The protests following the beheading of Samuel Paty are France’s Swan Song. Paty, a schoolteacher, was murdered for showing cartoons of Prophet Muhammad while teaching about free speech.
According to BBC News, “Police raided some 40 homes following the attack, and the government also ordered a mosque to close for six months.” It is far too little, far too late for France. The country is well on its way to becoming a Muslim Caliphate.
“Indeed, the French are unable to resist the takeover by Muslim fundamentalism. They have succumbed to their former subjects, but mainly to their skepticism about their way of life and principles. They no longer holler Vive la République! They want peace and quiet, but they will not get it. They will be forced to change their churches into mosques, their democracy into a caliphate, and their lives from freedom to oppression. The wheel of fate has turned on them, and the rulers are about to become subjects.”
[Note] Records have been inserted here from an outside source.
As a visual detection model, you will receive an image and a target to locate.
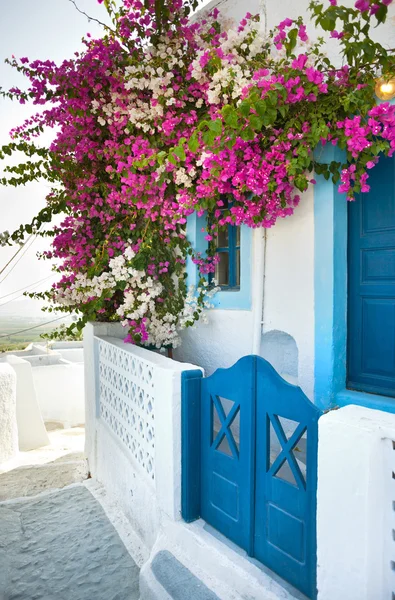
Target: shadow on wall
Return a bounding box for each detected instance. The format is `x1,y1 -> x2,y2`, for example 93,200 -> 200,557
260,329 -> 299,384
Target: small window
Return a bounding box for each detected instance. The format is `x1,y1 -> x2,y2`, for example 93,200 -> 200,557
213,225 -> 240,291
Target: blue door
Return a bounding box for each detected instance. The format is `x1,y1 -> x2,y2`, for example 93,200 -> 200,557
200,357 -> 255,553
182,356 -> 320,598
347,157 -> 395,396
254,359 -> 320,598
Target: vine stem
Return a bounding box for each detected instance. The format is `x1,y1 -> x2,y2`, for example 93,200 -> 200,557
69,0 -> 116,35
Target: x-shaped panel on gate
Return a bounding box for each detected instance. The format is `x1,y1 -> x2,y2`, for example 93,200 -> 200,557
267,414 -> 307,489
211,395 -> 240,458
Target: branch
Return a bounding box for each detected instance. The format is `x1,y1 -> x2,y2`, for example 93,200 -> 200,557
69,0 -> 116,34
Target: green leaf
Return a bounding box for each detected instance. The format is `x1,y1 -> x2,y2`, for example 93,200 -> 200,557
208,119 -> 222,136
263,108 -> 277,127
254,100 -> 267,117
248,115 -> 263,131
188,132 -> 199,152
239,100 -> 251,117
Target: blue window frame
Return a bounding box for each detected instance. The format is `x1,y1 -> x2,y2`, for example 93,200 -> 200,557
210,225 -> 240,291
187,213 -> 252,310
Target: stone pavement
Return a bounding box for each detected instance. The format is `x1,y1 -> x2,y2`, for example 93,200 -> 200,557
0,484 -> 139,600
0,427 -> 88,502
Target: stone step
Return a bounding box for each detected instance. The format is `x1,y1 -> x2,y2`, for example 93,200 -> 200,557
0,455 -> 88,502
140,550 -> 219,600
140,519 -> 307,600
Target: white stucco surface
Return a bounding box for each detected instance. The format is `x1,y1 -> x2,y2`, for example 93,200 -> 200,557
0,363 -> 18,464
32,360 -> 85,428
84,324 -> 201,552
317,405 -> 395,600
263,189 -> 314,399
7,355 -> 49,450
174,310 -> 254,375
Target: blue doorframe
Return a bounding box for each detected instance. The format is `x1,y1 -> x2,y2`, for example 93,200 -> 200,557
314,145 -> 395,413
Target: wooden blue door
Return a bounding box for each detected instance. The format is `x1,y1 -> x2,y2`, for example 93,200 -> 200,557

The Islamization of France did not begin recently. For decades, Muslims have been coming to France in search of a better life than the ones they had back home. Until approximately 2010, immigrants came mainly from what were once France’s colonies. These countries were referred to as “protectorates,” as in the case of Tunisia and Morocco, or as part of metropolitan France, as with Algeria. Many French citizens settled in those colonies, and while the French enjoyed complete freedom, the locals were oppressed.
After France retreated from the colonies, immigrants continued to stream into France as either cheap labor or as refugees seeking shelter from hunger and war. The French, for their part, implemented a policy of assimilation and encouraged immigrants to adopt the local language, culture, and faith, namely Christianity.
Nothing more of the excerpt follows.